After his Pacha performance, Logan was able to line up gigs with some big names on the EDM scene, including Dada Life, 5&A Dime, Audien, Hoodie Allen, YONAS, and several others. Logan’s biggest performance to date, he said, was a college show in Boston where he opened for one of his idols, Kap Slap, in front of a sold-out crowd of 8,000. The experience was “eye-opening,” Logan said, adding that his nerves were a bit overwhelmed before taking the stage.

“Before every show I always get that butterfly feeling, but five minutes into my set it’s gone,” Logan said.

The Boston gig was no exception. Feeding off the crowd’s energy, Logan said, he almost felt “invincible” after warming up behind the turntables that night, forgetting his fear as the crowd jumped up and down to his tracks. By the time his hourlong set was over, he didn’t want to leave the stage, he said, adding that the experience opened the door to many other college performances.

When it comes to producing and performing, Logan said, it’s difficult to choose which one he likes better.

“They’re both so different but so alike at the same time,” he said.

As a performer, the wilder the scene, the better it gets, Logan said. It’s “so surreal” to see a crowd screaming and dancing to something he created and spent so much time on, he said.

“I have to say when I’m behind the turntables in front of a crowd, it’s an amazing feeling, if it’s 50 people or if it’s 8,000 people,” Logan said.

On the other hand, producing music is a completely different experience. When it’s time to create, Logan said, not even his phone is in the room with him. He requires a distraction-free environment where he can focus his creativity, whether it is alone or in collaboration with another artist.

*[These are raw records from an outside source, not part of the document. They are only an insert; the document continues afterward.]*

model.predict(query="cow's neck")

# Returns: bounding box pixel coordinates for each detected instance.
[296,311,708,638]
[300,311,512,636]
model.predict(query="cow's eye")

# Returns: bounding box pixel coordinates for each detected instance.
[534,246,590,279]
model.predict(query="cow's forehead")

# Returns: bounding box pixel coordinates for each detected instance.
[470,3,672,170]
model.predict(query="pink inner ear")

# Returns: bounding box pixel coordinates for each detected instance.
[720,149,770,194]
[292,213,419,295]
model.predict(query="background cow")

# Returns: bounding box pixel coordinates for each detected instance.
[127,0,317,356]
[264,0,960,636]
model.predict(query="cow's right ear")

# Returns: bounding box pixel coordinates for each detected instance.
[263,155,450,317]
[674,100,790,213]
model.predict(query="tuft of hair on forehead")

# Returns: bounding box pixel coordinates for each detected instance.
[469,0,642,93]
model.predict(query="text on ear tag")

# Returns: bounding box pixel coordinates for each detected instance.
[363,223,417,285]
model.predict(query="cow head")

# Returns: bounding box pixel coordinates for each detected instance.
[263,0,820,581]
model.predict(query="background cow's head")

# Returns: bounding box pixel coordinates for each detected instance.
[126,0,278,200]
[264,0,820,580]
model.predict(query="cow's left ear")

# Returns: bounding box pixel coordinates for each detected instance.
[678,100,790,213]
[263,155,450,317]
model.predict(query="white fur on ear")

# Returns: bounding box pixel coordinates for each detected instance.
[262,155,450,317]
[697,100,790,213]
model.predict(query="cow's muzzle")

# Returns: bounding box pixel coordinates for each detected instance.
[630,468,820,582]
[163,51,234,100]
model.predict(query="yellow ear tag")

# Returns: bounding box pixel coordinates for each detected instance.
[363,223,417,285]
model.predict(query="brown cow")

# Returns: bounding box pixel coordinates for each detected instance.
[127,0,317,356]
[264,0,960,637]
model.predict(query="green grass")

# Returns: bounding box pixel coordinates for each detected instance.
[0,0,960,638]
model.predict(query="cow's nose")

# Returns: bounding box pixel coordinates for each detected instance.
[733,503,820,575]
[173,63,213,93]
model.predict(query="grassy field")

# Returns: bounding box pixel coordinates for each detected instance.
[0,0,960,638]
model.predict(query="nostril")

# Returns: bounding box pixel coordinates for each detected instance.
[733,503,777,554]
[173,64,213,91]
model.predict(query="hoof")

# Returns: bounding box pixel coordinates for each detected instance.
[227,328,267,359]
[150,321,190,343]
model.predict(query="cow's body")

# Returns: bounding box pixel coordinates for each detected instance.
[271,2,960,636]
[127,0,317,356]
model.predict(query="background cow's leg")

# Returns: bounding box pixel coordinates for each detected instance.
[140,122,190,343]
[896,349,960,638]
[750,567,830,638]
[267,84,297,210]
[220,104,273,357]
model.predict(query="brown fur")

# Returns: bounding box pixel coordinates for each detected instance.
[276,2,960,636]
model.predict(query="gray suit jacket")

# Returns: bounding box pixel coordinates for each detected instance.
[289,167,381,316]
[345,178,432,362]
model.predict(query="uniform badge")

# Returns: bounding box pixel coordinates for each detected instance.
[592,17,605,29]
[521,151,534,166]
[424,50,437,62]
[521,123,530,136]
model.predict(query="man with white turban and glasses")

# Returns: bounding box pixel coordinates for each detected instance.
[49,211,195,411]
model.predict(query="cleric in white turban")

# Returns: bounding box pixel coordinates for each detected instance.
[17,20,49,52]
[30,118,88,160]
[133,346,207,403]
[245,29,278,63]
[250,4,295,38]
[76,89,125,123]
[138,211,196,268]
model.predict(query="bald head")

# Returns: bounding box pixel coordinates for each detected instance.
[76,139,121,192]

Collaboration is something Logan said he is looking forward to this summer, when he goes on the 10-day “The Untold Story Tour” in July with fellow Greenwich High School student and DJ 18-year-old Dextasy. The tour already has bookings in Boston, Manhattan, Chicago, and Washington, and other locations are expected to be added soon, he said. As an added bonus, the tour will allow Logan to check out 10 to 15 colleges in the daytime, then perform nearby on nights, meaning he will gain a sense of not only the schools’ academic programs but also their social scene, he said.

And although Logan’s music career is on the rise, the teen said he has not forgotten that school must come first, at least until he hits the big time. With the overwhelming support of his parents and close friends, along with help from a tutor, Logan said, he has managed to maintain a GPA he is proud of and participate in school sports, while performing as a DJ seven to 10 days per month.

The balance, he said, isn’t easy and sleep is a rarity, but those closest to Logan have helped keep him in check, he said. Although he admits to having gotten cocky a time or two, Logan said he is grateful to his friends for keeping him grounded, as well for as helping him decipher who is interested in him because of his status and who truly cares about him.

As for his future work, Logan said he has no shortage of song ideas, and has even started releasing a new track approximately every two weeks. His next big release will be If You Can Dream, which will be available on a whole new level, he said, since it will be released on iTunes worldwide, as well as on Amazon. There are even current talks with a physical distribution company, Logan said, which has proposed selling the upcoming track on physical discs in stores in the region.

If You Can Dream, which will be available on iTunes by the end of the year, is one of many future tunes the young DJ said he hopes to release. Until then, “I have some tracks in the bag that I have for a rainy day but nothing I’m really ready to release yet,” Logan said.